A repetição como farsa: o velho-novo espírito empreendedor da nobreza britânica
Publicado em: 14 de janeiro de 2020
Felipe Demier
Doutor em História pela Universidade Federal Fluminense (UFF) e professor da Faculdade de Serviço Social da Universidade do Estado do Rio de Janeiro (UERJ). É autor, entre outros livros, de “O Longo Bonapartismo Brasileiro: um ensaio de interpretação histórica (1930-1964)” (Mauad, 2013) e “Depois do Golpe: a dialética da democracia blindada no Brasil” (Mauad, 2017).
Felipe Demier
Felipe Demier
Conforme consta no célebre capítulo XXIV d’O Capital, uma parte significa da burguesia inglesa teve suas origens em uma “nova” nobreza, a qual, orientando sua produção para o mercado de lã e de gêneros agrícolas em alta, atropelou os seculares institutos feudais sobre a terra e o solo, os submetendo “ao regime da moderna propriedade privada”. Apropriando-se, entre os séculos XV e XVIII, de pequenos sítios e áreas comuns (como florestas e rios), os “novos” landlords, ávidos pela ampliação de pastagens para ovelhas, expulsaram violentamente (com ou sem cobertura jurídica) das terras senhoriais os trabalhadores rurais e pequenos arrendatários (que nelas moravam e trabalhavam), além de tomar as milhares de propriedades dos camponeses independentes (Yeomen).

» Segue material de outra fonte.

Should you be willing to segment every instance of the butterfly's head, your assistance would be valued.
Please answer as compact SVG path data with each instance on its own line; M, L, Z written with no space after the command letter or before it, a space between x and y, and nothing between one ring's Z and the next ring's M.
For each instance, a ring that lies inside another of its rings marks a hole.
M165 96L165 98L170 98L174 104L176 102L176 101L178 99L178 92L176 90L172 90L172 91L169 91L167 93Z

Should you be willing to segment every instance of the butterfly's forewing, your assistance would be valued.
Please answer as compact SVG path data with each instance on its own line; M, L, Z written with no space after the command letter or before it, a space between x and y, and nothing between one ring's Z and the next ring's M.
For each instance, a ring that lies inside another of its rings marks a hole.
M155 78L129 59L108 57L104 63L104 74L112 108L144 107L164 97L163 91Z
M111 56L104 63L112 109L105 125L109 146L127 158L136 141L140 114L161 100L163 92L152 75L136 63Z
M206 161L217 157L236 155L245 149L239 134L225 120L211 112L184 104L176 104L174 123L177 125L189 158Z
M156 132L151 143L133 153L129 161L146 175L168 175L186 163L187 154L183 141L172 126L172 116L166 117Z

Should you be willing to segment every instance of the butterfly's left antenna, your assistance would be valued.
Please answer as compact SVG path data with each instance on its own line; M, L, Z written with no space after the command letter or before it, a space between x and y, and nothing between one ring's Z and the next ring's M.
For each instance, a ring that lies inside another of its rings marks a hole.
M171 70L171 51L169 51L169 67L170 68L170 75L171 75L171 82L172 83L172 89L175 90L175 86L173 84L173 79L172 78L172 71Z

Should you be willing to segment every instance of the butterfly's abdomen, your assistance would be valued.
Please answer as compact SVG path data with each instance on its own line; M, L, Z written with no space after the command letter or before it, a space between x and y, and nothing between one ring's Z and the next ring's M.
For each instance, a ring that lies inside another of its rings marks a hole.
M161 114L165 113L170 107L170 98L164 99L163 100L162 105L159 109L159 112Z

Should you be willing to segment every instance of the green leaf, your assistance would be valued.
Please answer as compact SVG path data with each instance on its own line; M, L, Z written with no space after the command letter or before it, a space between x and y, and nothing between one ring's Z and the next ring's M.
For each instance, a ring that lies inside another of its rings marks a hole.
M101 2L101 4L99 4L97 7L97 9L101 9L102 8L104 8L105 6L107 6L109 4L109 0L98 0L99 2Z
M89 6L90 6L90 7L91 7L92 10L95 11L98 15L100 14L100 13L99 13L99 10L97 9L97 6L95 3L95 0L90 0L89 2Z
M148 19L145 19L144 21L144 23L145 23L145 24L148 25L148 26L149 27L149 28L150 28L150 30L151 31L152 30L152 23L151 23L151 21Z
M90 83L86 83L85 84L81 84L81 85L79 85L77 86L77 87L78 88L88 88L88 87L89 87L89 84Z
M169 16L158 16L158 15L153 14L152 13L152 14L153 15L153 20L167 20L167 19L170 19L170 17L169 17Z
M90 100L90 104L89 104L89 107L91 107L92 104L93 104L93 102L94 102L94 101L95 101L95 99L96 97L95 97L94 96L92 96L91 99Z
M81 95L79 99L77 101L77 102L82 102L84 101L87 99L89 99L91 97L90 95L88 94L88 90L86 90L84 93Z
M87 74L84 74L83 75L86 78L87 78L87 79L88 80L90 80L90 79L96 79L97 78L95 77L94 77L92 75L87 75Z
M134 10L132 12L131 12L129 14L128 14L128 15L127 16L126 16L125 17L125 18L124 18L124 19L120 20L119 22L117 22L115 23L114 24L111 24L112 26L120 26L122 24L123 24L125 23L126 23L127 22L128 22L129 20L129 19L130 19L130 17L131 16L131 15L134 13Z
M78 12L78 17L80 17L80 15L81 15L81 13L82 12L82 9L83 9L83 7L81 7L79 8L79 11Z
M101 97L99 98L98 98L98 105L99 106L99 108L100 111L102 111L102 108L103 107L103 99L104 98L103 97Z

Descrevendo analiticamente tal processo, Marx afirmou que a velha nobreza inglesa tinha sido devorada pelas guerras feudais, e que essa “nova” aristocracia era um “produto do seu tempo”, e que, para ela, “o dinheiro era o poder dos poderes”. O cercamento dos campos levou os novos landlords (assim como os grandes arrendatários) à riqueza na mesma proporção em que conduziu à pobreza os pequenos camponeses sobreviventes e os trabalhadores do campo, muitos dos quais, agora “livres como pássaros” – isto é, sem obrigações para com os senhores mas também sem seu pequeno lote de terra, a lenha das florestas e os peixes dos rios -, migraram, durante várias gerações, para as cidades, se convertendo progressivamente em proletários aptos ao trabalho nos empreendimentos manufatureiros e industriais que então medravam. O resto da história é sabido, e o moderno pauperismo deita nesse longínquo e cruento processo suas raízes.
Pois bem. Os jornais de ontem noticiaram que um dos príncipes janotas da Coroa britânica e sua esposa “togada” decidiram abdicar de suas prerrogativas nobiliárquicas. A razão, segundo os jornais, reside nas intenções “empreendedoras” do casal, que almeja abandonar o ócio e implementar um “novo modelo de negócios”, muito mais amplo e diversificado do que a venda de souvenirs da realeza, e que articula capital financeiro, marketing digital e redes sociais. Em suma: também essa novíssima nobreza, por assim dizer, é um “produto do seu tempo”, e, para ela, não o só o dinheiro segue sendo “o poder dos poderes”, como o empreendedorismo é a sua ideologia por excelência, é a mentira que sustenta um mundo cuja verdade, ou seja, a desigualdade obscena e o pauperismo atroz, é cada vez mais cruel e indisfarçável. Se as desigualdades outrora eram justificadas pela natureza e o sangue, agora o são pelo suposto “mérito”, o qual, só os dotados de verdadeiro espírito empreendedor dispostos a abandonar “sua zona de conforto” alcançam – mesmo que seja o conforto do Palácio de Buckingham. A teoria do poder divino, depois de séculos de crítica liberal, se converte, em tempos de ultraneoliberalismo, na exaltação da divindade dos especuladores digitais. Se na tragédia, em sua autêntica aurora, o capital falava por meio de Hobbes e Locke, agora, em seu crepúsculo farsesco, se vale das línguas dos coachs, digitais influencers e demais prestidigitadores motivacionais. Se antes, no início, as revoluções inglesas se valeram do verbo, agora, o capital, em seu ocaso, só encontra como porta-vozes aqueles que mal sabem verbalizar algo por escrito. O despotismo do cetro deu lugar aos déspotas do mercado, e a razão, finalmente, se converteu em gestão. “God save the queen”. O Deus celestial segue olhando pela engelhada rainha, enquanto o deus terreno, o capital, abençoa o jovem casal monárquico e empobrece aqueles que vivem ou tentam viver do seu trabalho em um mundo cada vez mais sem direitos. “No future for you”.
Por fim, é necessário confessar que não deu para ir dormir sem românticas lembranças de Cromwell e Robespierre, que sabiam muito bem tratar as nobres cabeças de modo que as rutilantes coroas que as adornavam pudessem, depois de devidamente limpas, ter o destino que mereciam, e que ainda merecem: o museu da História.